The moment the third prayer was ended, Holy Scripture notes that Christ went to His disciples and said: “Sleep on now, and take your rest! It is enough; the hour has come.” (Mk. 14:41) The time for watching was past. Christ had passed through His agony, and on His adorable face was the radiance of peace and the fire of zeal. No longer did He need the help or the sympathy which in vain He had sought in the darkness. He looked toward the city gate, and there was the traitor coming. There was neither need nor use now for the disciples’ waking and watching, and they might as well sleep on. The lesson is plain. Whatever we do for our friends, we must do when they are in need of our help. If one is sick, the time to show sympathy is while the sickness continues. If we allow him to pass through his illness without showing him any attention, there is little use, when he is well again, for us to offer kindness.
When one of our friends is passing through some sore struggle with temptation, then is the time for us to come close to him and put the strength of our love under his weakness. Of what use is our help when the battle has been fought through to the end and won without us? Or suppose the friend was not victorious; that he failed – failed because no one came to help him, is there any use in our hurrying up to him then to offer assistance?

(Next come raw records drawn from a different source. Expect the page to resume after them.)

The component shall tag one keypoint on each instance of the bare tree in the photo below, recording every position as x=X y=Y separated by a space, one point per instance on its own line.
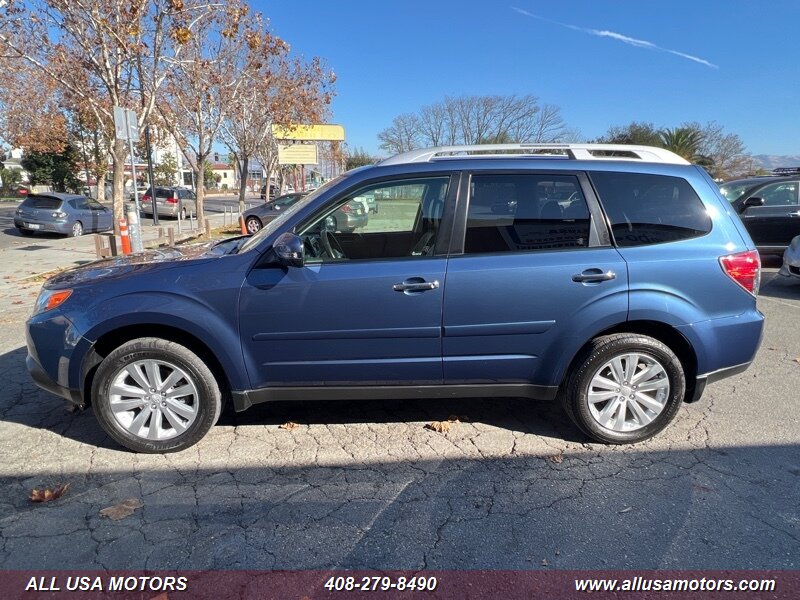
x=402 y=136
x=205 y=83
x=276 y=90
x=92 y=50
x=477 y=120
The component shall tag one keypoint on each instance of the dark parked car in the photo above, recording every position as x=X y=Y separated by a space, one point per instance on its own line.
x=497 y=273
x=273 y=191
x=255 y=217
x=170 y=202
x=769 y=208
x=346 y=218
x=61 y=213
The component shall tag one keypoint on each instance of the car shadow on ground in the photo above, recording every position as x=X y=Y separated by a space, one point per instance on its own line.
x=24 y=403
x=44 y=235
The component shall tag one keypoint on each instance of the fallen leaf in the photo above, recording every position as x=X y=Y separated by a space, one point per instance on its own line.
x=47 y=495
x=439 y=426
x=122 y=510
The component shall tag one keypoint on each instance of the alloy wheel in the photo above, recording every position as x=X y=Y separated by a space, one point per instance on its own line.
x=628 y=392
x=154 y=399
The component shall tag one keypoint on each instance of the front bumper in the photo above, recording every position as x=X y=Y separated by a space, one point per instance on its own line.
x=55 y=355
x=42 y=226
x=44 y=381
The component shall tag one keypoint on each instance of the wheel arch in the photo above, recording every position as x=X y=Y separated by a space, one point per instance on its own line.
x=114 y=338
x=660 y=331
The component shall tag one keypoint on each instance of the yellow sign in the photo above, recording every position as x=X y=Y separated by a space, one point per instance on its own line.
x=297 y=154
x=330 y=133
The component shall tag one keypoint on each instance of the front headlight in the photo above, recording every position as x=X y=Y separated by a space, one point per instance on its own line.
x=50 y=299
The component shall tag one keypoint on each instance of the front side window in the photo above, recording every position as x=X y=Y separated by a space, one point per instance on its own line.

It was Ruskin who once wrote these words: “Such help as we can give to each other in this world is a debt we owe to each other; and the man who perceives a superiority or a capacity in a subordinate, and neither confesses nor assists it, is not merely the withholder of kindness, but the committer of evil.”

If we are inclined to criticize the weakness of the Apostles in sleeping rather than comforting their Lord and their God in His hour of agony, do we not do a similar deed when we withhold help and consolation from our neighbor. “As long as you did not do it for one of these least ones, you did not do it for me.” (Mt. 25:44)

Let us always see Christ in our neighbor and this very day make a real effort to be a support, comfort, and defense of someone who needs our help – spiritual or temporal. Never let the sun set any day without having done one charitable act for a neighbor. Remember always these words of Holy Scripture: “that one’s neighbor should be loved as oneself is a greater thing than all holocausts and sacrifices.” (Mk 12:33)
*From Reflections of the Passion, by Father Charles Hugo Doyle, S.J., The Bruce Publishing Company, 1957.